Friday 24th April 2026

By inAfrika Newsroom
Sub-Saharan Africa growth forecast 2026 has been revised downward as higher oil, gas, fertiliser and shipping costs pressure economies. The IMF now expects regional growth of 4.3% in 2026, down 0.3 percentage points from its pre-war projection.
The Fund said the region entered 2026 after a strong 2025, when economic activity accelerated to about 4.5%, the fastest pace in more than a decade. Inflation had also fallen to a median of 3.4% at the end of 2025 from 4.8% the year before.
The new shock changes the outlook. The IMF said oil, gas and fertiliser prices have surged, shipping costs have risen, trade with Gulf partners has been disrupted, and tourism and remittances are under pressure.
Median inflation is now expected to rise to 5% by the end of 2026. Oil exporters may receive higher revenues, but oil importers face worsening trade balances and rising living costs.
Here is what the Sub-Saharan Africa growth forecast means for households and investors. Faster growth remains possible, but cost shocks can weaken purchasing power, business confidence and public budgets.
For households, the main pressure points are fuel, transport, food and fertiliser-linked farm costs. Poorer households feel those costs quickly because they spend a larger share of income on essentials.

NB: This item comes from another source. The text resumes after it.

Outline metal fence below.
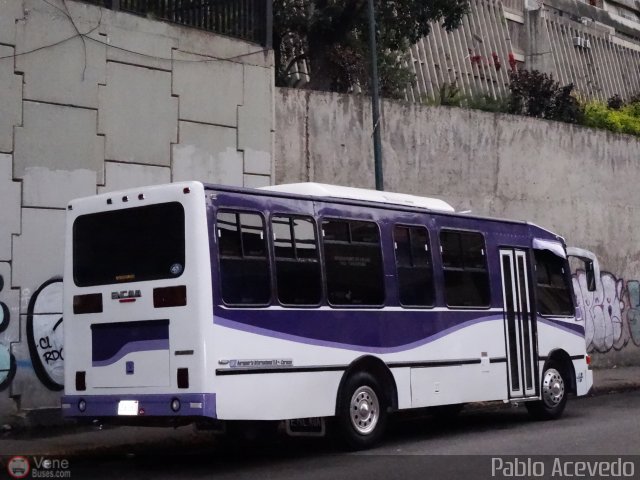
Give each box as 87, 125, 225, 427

For businesses, higher shipping and energy costs can reduce margins, delay investment and raise working-capital needs. Importers, logistics firms, airlines, manufacturers and farmers are most exposed.
For governments, the IMF’s message is policy discipline. It called for inflation expectations to stay anchored, targeted support for vulnerable people, credible fiscal strategy and protection of priority social spending.
The regional link is broad. Kenya, Tanzania, Ethiopia, Nigeria, Ghana, Zambia and South Africa will all face different versions of the same pressure: how to sustain growth while external costs rise.